Wednesday, April 29, 2020

ON BEING A DRUMMER


 If you’re a drummer at heart you find that everything you do in your life has a count, a beat. It's hard for others to understand or for you to explain, but there's a metronome in your head.
In my mind, a fast walk sounds like the Washington Post March. Slightly slower and more sedate, and it's National Emblem. Much faster, almost a sprint, might be the Ohio State or Notre Dame fight-songs.
The pouring count for enough canola oil to roast a pound of nuts is 10, The pouring count for a generous whisky is 20.

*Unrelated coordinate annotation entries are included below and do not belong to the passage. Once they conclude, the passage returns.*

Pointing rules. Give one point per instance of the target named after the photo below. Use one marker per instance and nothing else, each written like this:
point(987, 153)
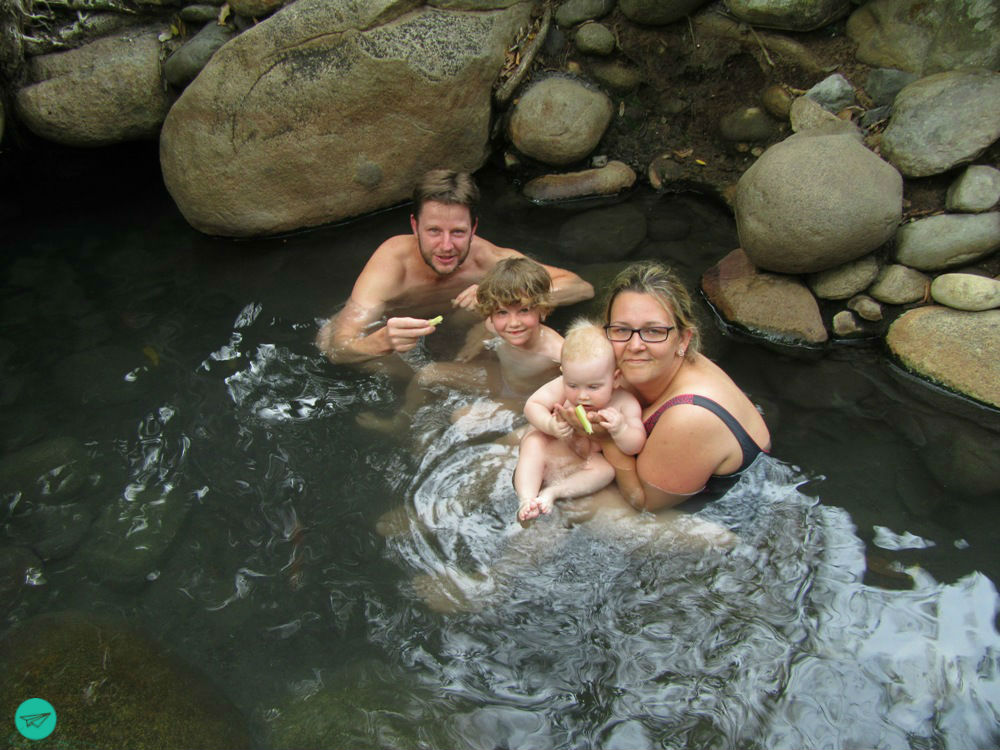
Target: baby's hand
point(612, 420)
point(558, 427)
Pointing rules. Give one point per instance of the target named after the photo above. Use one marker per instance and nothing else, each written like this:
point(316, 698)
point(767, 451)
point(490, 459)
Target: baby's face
point(517, 324)
point(589, 382)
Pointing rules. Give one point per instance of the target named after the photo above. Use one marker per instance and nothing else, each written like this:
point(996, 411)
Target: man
point(440, 264)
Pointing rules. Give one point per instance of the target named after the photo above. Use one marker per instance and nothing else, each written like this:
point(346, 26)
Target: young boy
point(571, 464)
point(513, 298)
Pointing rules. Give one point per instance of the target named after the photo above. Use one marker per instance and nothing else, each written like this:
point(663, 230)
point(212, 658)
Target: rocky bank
point(856, 143)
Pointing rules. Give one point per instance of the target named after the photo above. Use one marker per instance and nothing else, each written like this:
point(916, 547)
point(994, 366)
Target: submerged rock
point(113, 687)
point(779, 307)
point(947, 347)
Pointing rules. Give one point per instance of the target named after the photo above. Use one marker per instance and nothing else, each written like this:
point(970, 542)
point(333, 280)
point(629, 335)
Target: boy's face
point(517, 324)
point(589, 382)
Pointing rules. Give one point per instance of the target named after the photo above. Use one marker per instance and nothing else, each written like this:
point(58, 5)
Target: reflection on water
point(347, 588)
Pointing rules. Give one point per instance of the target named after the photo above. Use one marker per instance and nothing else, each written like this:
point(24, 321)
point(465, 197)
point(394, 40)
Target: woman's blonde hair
point(659, 282)
point(514, 281)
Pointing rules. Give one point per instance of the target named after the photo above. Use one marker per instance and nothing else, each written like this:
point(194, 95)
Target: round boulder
point(942, 121)
point(950, 347)
point(813, 202)
point(559, 120)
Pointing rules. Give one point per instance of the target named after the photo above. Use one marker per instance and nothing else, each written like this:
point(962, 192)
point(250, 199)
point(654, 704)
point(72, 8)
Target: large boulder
point(105, 92)
point(330, 109)
point(778, 307)
point(927, 37)
point(559, 120)
point(951, 348)
point(789, 15)
point(113, 687)
point(943, 120)
point(813, 202)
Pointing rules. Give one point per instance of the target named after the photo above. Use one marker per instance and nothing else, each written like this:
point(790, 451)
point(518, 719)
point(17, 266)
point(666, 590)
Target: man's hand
point(404, 334)
point(466, 299)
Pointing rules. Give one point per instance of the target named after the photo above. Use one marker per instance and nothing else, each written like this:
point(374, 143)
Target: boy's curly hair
point(514, 281)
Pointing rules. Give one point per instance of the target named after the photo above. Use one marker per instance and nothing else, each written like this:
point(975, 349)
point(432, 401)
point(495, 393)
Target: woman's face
point(642, 361)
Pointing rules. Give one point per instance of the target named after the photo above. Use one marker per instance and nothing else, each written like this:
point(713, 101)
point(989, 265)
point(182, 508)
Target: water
point(320, 573)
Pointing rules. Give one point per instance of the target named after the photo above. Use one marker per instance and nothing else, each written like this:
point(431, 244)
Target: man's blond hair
point(514, 281)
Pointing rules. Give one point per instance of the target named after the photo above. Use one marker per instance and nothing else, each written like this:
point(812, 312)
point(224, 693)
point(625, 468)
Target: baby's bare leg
point(531, 460)
point(595, 474)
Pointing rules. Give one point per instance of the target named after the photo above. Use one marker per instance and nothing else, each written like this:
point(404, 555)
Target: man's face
point(444, 235)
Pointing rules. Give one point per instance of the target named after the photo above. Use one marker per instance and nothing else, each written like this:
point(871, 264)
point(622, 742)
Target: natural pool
point(232, 509)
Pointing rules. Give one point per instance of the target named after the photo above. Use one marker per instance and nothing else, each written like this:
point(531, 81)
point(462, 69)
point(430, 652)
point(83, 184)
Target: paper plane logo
point(35, 718)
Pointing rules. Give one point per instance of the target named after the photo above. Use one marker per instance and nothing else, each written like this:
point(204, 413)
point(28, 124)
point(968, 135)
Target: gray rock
point(925, 137)
point(572, 12)
point(789, 15)
point(899, 285)
point(330, 109)
point(966, 291)
point(748, 125)
point(976, 190)
point(779, 307)
point(947, 241)
point(105, 92)
point(808, 114)
point(611, 179)
point(865, 307)
point(950, 347)
point(883, 84)
point(845, 324)
point(603, 234)
point(833, 93)
point(50, 472)
point(188, 60)
point(846, 280)
point(927, 37)
point(787, 218)
point(559, 120)
point(594, 39)
point(658, 12)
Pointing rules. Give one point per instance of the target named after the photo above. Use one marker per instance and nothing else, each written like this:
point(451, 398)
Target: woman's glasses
point(651, 334)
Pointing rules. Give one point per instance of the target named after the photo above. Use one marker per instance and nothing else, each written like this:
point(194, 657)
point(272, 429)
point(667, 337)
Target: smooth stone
point(603, 234)
point(844, 281)
point(899, 285)
point(953, 348)
point(845, 324)
point(926, 137)
point(747, 125)
point(594, 39)
point(883, 84)
point(865, 307)
point(966, 291)
point(572, 12)
point(50, 472)
point(775, 306)
point(559, 120)
point(833, 93)
point(975, 191)
point(610, 179)
point(948, 240)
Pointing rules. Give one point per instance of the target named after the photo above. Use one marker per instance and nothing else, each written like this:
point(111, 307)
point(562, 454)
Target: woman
point(701, 428)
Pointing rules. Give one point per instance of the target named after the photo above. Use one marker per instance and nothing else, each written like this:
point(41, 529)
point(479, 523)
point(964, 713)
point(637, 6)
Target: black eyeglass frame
point(634, 331)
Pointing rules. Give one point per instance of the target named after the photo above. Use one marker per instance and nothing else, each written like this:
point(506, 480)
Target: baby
point(569, 463)
point(513, 299)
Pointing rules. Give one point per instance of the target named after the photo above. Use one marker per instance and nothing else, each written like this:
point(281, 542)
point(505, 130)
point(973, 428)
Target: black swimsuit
point(750, 449)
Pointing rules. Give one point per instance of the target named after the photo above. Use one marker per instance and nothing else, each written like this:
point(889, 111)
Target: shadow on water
point(346, 588)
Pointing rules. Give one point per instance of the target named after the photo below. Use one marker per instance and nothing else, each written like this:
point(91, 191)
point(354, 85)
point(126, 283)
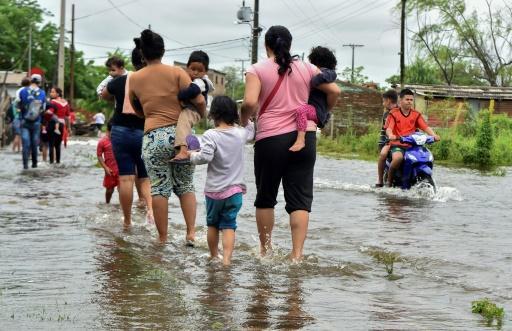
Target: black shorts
point(273, 162)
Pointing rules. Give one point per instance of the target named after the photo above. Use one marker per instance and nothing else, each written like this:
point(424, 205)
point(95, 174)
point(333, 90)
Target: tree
point(359, 77)
point(235, 86)
point(449, 34)
point(425, 71)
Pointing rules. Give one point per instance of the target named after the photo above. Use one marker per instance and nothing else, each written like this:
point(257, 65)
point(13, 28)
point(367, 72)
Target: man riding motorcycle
point(403, 121)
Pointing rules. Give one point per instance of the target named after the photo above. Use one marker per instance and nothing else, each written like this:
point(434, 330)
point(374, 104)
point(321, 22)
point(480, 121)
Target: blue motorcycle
point(417, 164)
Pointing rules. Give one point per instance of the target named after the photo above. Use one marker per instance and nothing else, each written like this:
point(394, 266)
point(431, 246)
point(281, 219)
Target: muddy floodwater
point(66, 262)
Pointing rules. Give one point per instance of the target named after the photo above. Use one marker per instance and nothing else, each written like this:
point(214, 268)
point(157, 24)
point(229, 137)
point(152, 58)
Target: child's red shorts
point(110, 182)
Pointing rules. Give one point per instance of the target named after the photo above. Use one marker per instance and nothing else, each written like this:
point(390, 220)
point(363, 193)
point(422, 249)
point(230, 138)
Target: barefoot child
point(316, 110)
point(223, 150)
point(197, 67)
point(108, 162)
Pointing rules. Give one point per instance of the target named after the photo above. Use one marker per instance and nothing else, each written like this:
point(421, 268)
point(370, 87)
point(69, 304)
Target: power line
point(347, 17)
point(126, 16)
point(207, 44)
point(102, 46)
point(105, 10)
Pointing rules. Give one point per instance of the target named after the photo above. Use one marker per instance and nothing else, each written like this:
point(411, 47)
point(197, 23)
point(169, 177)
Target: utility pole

All things have a count and you know what it is after the first time you do it. You take dictation of sounds. If you pour a handful of marbles into a tin can, you probably know how many there are by the number of impacts that your brain has counted without your willing it to.
The best tune for a four-kilometer an hour walk on the treadmill is Chicago's Does Anybody Really Know What Time It Is. Bump it up to 5K and it's 25 Or 6 to 4 or Make Me Smile.
Anything you do, anyplace you go, it starts on your left foot and the metronome starts ticking in your head. If you're out of step with whatever song comes to mind, you'll have to skip once to get your left foot on the downbeat or it'll drive you nuts.
When you put a cup of coffee in the microwave to warm it up, you don't have to wait for the ding of the timer to know when to take it out because your brain counts metronome = 60 perfectly, whether you like it or not. If you sit in a quiet place and listen to your heart, you know what your pulse rate is without placing your fingers on your wrist or on your throat.
Every movement has a count and a coordinated memory for hands and feet. Life in movement is one long march and no intentional movement is random. That's what it’s like to be a drummer, and once you’ve been a serious one, that never changes, whether you keep playing or not.
So, I keep telling myself, you might as well play!